When a miner finds a block (which happens approximately once every 10 minutes), they are awarded with new BTC (12.5 BTC per block at the moment, reduces by factors of two over time, eventually going to zero sometime around the year 2140), as well as the Tx fees associated with all the transactions included in that block.

Philosophy, or rather "the way it's being used", yes. But the technology (program code) behind it hasn't changed, right?
The code itself changes, Bitcoin core software is still being updated. In some cases, where people don't agree on an update, a hard fork is created. This is how Bitcoin Cash (BCH) came into existence. Supporters believed in increasing block size in attempt to increase transaction throughput, as they felt that not doing so favored treating BTC as an investment (i.e. digital gold) rather than a transactional currency. Many people disagreed with the proposed changes, and that group continued without the changes (Bitcoin), with a new fork with the changes implemented became BCH.

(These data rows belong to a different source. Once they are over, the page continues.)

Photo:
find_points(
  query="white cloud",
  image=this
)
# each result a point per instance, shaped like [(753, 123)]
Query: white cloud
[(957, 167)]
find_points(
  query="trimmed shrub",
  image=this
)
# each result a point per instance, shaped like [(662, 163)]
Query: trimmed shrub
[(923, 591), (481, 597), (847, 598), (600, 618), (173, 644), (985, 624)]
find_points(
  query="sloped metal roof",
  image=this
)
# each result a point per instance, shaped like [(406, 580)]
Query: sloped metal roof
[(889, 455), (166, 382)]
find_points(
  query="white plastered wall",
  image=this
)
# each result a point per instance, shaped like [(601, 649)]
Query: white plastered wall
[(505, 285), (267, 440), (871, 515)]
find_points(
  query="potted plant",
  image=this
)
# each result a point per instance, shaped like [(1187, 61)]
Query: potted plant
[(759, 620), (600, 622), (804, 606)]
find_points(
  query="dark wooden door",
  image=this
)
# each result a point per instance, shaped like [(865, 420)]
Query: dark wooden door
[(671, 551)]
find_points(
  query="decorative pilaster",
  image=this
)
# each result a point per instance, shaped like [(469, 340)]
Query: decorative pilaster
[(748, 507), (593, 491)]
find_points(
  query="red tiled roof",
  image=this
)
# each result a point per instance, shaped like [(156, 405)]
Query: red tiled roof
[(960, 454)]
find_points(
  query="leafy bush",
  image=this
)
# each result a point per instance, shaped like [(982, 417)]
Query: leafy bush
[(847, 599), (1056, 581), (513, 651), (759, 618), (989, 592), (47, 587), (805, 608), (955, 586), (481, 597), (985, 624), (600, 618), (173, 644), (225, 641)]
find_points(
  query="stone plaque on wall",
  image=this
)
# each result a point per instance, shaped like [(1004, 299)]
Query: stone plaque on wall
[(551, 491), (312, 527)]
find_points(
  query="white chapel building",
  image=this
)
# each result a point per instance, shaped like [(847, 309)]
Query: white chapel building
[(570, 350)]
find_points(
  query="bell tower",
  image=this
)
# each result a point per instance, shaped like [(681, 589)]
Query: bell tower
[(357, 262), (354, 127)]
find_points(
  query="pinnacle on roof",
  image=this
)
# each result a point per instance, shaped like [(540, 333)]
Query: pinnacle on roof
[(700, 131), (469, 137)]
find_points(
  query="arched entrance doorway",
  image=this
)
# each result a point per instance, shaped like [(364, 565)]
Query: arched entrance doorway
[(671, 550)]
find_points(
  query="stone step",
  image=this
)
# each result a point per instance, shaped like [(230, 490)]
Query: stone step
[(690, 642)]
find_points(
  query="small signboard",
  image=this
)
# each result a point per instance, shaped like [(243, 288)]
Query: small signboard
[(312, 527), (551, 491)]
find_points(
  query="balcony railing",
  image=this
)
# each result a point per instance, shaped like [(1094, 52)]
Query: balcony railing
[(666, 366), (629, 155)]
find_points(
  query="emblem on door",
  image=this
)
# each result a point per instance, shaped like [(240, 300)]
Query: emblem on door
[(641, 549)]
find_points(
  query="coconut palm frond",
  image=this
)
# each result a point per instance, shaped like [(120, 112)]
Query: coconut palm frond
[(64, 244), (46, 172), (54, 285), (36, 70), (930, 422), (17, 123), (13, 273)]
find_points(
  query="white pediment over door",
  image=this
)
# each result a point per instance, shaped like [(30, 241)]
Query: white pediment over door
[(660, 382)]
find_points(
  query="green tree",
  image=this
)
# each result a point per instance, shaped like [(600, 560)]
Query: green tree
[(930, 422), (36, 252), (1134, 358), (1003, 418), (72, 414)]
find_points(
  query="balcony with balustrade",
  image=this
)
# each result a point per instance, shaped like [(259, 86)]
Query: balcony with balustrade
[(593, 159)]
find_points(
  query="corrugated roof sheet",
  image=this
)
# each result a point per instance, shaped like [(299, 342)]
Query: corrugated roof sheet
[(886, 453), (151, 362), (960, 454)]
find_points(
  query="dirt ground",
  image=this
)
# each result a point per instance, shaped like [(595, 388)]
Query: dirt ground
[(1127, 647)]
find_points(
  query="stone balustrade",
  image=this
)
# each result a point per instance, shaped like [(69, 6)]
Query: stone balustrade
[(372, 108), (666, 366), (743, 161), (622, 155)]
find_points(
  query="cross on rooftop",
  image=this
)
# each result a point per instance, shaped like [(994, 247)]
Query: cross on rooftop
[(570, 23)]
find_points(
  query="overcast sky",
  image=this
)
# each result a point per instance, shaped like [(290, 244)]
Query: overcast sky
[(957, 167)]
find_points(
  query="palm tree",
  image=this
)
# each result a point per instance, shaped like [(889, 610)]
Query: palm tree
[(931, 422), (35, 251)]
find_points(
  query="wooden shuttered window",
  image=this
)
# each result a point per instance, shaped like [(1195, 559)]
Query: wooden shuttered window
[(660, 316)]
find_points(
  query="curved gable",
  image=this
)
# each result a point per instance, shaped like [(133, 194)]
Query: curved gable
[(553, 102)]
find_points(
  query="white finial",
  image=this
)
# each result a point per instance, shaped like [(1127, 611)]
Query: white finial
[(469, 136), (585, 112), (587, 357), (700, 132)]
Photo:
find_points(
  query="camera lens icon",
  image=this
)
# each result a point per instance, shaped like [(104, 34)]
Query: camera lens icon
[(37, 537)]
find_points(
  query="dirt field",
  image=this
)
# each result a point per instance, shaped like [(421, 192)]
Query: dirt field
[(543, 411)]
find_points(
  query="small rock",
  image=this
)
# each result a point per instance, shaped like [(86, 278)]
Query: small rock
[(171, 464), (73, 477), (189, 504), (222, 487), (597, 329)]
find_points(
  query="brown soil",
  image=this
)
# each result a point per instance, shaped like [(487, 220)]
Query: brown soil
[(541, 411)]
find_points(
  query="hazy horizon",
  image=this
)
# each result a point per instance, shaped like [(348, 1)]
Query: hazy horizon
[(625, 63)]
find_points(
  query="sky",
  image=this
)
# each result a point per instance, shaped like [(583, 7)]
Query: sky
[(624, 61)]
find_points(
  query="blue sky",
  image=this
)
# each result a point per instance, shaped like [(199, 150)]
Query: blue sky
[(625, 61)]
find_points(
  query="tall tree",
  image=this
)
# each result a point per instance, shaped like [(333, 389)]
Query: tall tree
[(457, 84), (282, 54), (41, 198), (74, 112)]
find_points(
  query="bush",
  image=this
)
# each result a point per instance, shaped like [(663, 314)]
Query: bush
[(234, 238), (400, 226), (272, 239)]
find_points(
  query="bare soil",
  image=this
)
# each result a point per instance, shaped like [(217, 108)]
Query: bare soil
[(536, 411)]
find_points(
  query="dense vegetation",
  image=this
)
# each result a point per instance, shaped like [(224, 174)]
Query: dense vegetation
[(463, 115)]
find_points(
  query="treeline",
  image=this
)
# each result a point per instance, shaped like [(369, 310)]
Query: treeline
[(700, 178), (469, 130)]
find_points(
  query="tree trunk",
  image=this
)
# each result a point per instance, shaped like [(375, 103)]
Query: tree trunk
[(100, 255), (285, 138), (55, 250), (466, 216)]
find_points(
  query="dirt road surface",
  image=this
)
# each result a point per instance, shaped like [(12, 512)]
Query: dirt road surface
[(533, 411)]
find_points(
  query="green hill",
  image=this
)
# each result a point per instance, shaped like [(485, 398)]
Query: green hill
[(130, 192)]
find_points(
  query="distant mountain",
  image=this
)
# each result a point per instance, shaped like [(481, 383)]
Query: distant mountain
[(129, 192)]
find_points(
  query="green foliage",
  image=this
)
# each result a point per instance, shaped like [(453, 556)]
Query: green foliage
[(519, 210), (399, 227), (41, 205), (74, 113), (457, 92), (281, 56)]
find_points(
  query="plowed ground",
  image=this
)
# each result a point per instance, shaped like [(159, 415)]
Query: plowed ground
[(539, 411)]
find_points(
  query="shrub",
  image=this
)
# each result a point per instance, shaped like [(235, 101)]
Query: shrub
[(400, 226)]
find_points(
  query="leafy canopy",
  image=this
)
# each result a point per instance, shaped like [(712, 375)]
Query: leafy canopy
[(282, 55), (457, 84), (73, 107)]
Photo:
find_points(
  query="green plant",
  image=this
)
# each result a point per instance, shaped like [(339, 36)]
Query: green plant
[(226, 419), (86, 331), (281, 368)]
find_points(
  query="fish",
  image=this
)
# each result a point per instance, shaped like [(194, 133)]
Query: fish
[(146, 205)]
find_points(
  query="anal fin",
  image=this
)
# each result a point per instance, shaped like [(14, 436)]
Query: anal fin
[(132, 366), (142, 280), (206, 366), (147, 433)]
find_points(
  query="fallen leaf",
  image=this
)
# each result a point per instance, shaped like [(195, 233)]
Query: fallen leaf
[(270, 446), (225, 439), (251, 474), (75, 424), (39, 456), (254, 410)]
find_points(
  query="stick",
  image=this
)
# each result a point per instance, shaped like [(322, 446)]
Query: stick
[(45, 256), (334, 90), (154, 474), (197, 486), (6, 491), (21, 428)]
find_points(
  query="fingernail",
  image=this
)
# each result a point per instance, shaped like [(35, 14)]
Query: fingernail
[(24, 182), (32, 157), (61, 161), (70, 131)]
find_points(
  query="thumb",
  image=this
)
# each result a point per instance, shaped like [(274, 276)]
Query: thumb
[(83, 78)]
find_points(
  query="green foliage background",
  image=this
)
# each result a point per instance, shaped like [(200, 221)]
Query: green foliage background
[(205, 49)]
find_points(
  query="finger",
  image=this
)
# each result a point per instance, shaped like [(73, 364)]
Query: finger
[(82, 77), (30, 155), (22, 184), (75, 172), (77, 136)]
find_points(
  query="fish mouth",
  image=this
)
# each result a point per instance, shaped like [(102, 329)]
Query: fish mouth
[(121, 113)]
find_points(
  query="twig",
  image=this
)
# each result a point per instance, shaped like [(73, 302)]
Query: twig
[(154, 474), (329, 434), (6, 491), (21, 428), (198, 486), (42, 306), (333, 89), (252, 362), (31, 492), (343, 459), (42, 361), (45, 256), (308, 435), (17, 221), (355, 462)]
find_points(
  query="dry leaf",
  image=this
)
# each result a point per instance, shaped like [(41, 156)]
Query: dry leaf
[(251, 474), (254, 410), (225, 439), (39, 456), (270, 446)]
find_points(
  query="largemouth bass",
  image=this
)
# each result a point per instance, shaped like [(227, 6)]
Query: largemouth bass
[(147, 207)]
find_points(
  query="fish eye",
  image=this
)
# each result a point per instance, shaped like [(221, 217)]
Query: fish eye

A big factor preventing BTC from functioning as cash is that the technology can't really handle that sort of volume (at least for now), due to limitations on transaction throughput (and as a result slow transactions and high Tx fees). The "philosophy" aspect I mentioned is that at least some people in the BTC community seem to think that those limitations aren't really issues, or at least not issues that are a high priority to address. In contrast to someone who wants BTC to be used as digital cash, for whom issues of scalability and throughput would be considered a top concern.

I also think the deflationary nature of BTC lends itself more to a store of value than a transactional currency.